A key Christian belief is that we are body-persons destined for eternal life as a unity of body and soul. Imagination is a legitimate gift through which we can surpass our bodily sense life. It gives us the power to meditate, to form analogies, to reflect on the beautiful and to come up with scientific inventions. Like all good gifts it can and is being perverted. With the plethora of animal images with human faces on children’s TV programs, cosmetic surgery to create a single vision of beauty, implants of organs and mechanical devices or parts, the question arises, will man still be recognizable as made in the image of God, uniquely of all creatures. What will happen to the body as the locus of the sacramental? Prokes sums up what is at stake here as “the basic faith reality of presence.” A fundamental question is the relationship of interface to presence. How does virtual reality impact personal presence or interpersonal relationships?
As Prokes points out the sacraments are a place of meeting between the divine and human. Through the sacramental sign, what is signified is truly made present and effective. There is unity between the signifier and what is signified. Jesus Christ in his glorified body present under the Eucharistic signs of bread and wine is referred to as the Real Presence. In instant messaging the person both is and is not present. It is an impoverishment of the meaning of the term presence and will inevitably confuse the real meaning of the term presence both materially and theologically.
In most traditional cultures the meal has a significance much greater than simply satisfying hunger. It is surrounded with ritual and cultural symbols. Each region of France or India for example, prides itself on its unique cuisine or curry. Now food through various processes is made fat or sugar free. Artificial colors, flavors and preservatives are added; vegetable burgers are made to look and taste like hamburgers.

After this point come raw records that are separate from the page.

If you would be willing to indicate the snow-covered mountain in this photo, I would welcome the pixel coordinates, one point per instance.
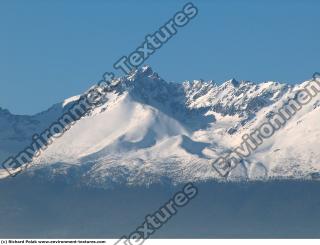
(147, 130)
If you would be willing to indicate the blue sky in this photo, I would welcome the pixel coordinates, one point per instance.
(51, 50)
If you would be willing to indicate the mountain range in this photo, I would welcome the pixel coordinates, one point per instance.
(147, 130)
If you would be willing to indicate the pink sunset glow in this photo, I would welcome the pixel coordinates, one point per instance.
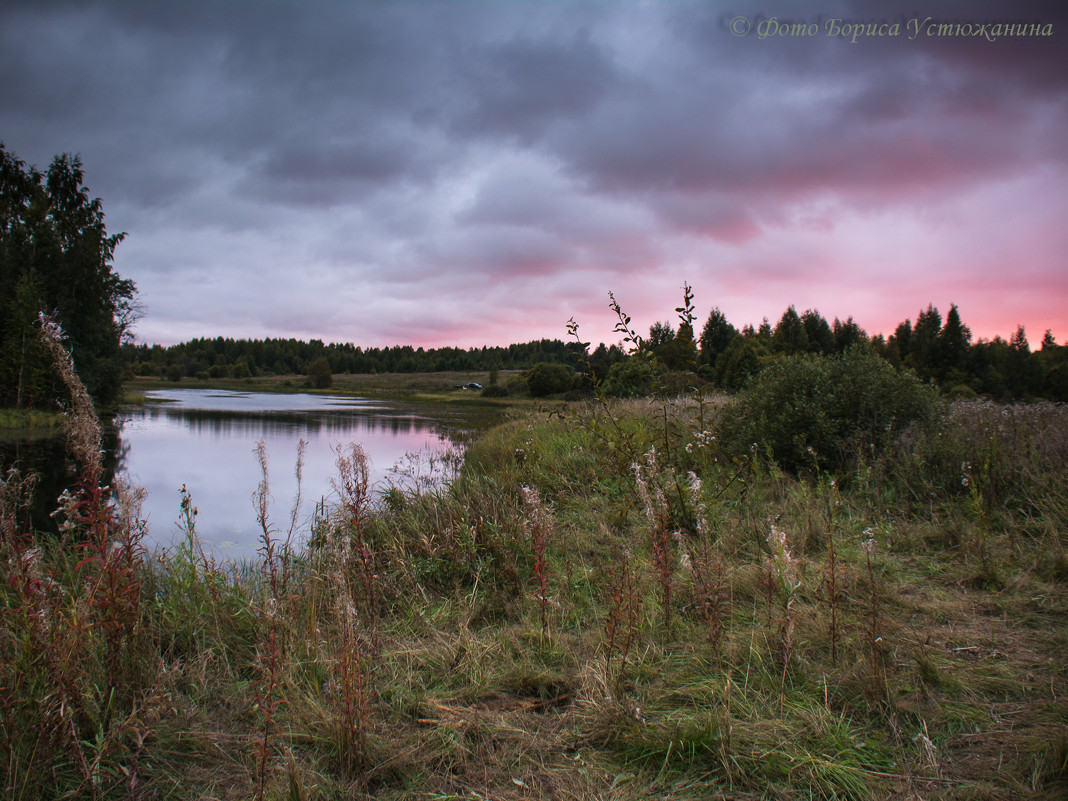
(477, 173)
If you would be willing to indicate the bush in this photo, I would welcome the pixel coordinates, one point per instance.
(546, 378)
(811, 410)
(630, 378)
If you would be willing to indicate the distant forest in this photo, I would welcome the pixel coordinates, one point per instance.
(937, 349)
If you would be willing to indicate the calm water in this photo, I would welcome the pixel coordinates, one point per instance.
(206, 440)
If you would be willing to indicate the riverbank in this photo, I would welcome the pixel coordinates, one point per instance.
(29, 420)
(605, 603)
(439, 387)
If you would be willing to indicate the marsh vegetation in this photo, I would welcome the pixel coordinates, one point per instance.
(616, 599)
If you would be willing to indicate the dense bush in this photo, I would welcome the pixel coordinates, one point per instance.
(811, 410)
(546, 378)
(632, 378)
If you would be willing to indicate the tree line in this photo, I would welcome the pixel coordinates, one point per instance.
(938, 350)
(56, 256)
(228, 358)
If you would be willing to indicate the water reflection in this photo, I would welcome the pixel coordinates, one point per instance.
(206, 440)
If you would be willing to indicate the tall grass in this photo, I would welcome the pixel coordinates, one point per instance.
(701, 625)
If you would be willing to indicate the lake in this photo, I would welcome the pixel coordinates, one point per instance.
(206, 441)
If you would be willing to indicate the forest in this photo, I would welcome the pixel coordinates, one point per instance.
(938, 349)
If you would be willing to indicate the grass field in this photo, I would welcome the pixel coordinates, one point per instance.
(602, 603)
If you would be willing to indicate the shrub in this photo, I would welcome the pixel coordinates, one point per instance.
(631, 378)
(811, 410)
(546, 378)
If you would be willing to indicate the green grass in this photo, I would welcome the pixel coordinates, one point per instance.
(403, 655)
(28, 419)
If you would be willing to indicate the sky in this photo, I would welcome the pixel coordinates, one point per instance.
(467, 173)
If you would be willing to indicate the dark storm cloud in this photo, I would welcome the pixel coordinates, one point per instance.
(374, 167)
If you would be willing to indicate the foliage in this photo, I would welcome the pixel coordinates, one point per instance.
(318, 373)
(56, 256)
(632, 378)
(546, 379)
(680, 626)
(811, 410)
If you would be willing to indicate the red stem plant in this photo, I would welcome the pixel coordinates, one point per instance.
(352, 485)
(352, 654)
(275, 567)
(539, 524)
(624, 615)
(662, 533)
(707, 570)
(111, 533)
(783, 585)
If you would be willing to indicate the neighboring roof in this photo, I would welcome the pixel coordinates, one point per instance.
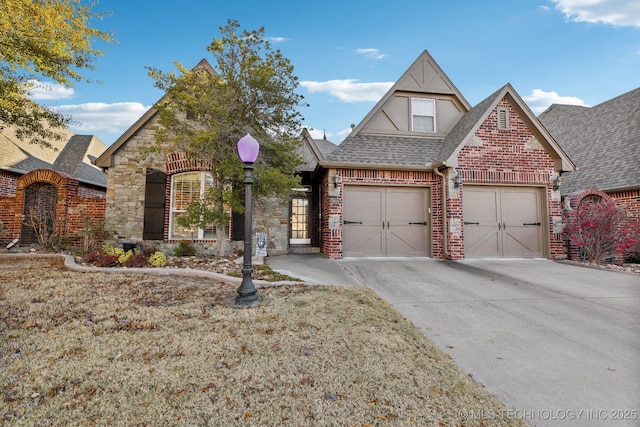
(424, 75)
(385, 151)
(106, 158)
(603, 141)
(376, 151)
(314, 151)
(72, 155)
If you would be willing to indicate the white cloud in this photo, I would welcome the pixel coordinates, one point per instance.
(371, 52)
(349, 90)
(39, 91)
(316, 133)
(96, 117)
(611, 12)
(540, 100)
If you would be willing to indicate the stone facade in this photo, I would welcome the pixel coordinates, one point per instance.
(510, 157)
(271, 216)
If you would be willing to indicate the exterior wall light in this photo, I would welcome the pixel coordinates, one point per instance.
(248, 149)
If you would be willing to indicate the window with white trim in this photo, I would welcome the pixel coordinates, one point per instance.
(503, 118)
(186, 188)
(423, 115)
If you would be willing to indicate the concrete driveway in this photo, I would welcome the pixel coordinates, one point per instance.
(558, 344)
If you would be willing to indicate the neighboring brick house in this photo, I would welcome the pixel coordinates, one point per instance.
(424, 174)
(604, 142)
(57, 185)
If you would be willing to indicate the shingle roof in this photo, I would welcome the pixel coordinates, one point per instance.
(385, 150)
(603, 141)
(72, 155)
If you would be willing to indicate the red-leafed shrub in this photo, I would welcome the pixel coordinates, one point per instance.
(601, 230)
(106, 261)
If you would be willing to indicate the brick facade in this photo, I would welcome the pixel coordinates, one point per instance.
(509, 157)
(126, 185)
(627, 200)
(75, 203)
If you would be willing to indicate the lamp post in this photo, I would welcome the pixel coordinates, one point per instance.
(248, 149)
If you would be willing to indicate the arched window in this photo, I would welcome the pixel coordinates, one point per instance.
(187, 188)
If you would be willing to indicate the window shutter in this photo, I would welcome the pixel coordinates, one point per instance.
(503, 119)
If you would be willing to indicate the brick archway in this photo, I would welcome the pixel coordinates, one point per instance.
(65, 187)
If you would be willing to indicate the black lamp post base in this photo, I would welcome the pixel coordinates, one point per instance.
(248, 300)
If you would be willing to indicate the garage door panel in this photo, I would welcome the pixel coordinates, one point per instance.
(482, 206)
(503, 222)
(520, 207)
(406, 240)
(385, 221)
(364, 205)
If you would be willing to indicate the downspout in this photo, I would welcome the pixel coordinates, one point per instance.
(444, 212)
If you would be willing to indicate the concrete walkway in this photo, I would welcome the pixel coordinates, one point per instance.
(558, 344)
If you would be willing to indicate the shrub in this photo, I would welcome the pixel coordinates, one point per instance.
(112, 250)
(185, 248)
(136, 260)
(158, 259)
(122, 259)
(106, 261)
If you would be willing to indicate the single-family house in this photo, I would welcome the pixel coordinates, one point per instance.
(424, 174)
(53, 189)
(604, 142)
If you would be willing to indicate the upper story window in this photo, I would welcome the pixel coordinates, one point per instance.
(187, 188)
(503, 118)
(423, 115)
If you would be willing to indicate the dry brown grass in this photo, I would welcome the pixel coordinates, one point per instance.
(101, 349)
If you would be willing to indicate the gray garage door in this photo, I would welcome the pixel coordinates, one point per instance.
(503, 222)
(386, 221)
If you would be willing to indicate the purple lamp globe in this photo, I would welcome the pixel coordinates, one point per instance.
(248, 149)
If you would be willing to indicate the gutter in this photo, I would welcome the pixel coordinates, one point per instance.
(444, 213)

Why should this matter theologically? Prokes once again looks at the Eucharist. When food is looked upon as something evil that will make the person overweight or sick, it is eaten in isolation or reconstituted to completely disguise its ingredients, it obscures the symbol of food and drink as life-giving and community-building, essential elements of the Eucharist.
Prokes has much more to say also about the interface of freedom, truth and sexuality as well as the impact of virtual reality on the supernatural. Enough has been said to indicate the groundbreaking nature of this 181-page book. Prokes concludes that there is no turning back to a pre-virtual reality age. The new technologies bring great promise as well as peril. But that promise can only be brought to fulfillment when they enhance not substitute for the presence — of the risen Jesus in the Eucharist, of human beings with one another and all material creation as a sacrament of God’s love in the world.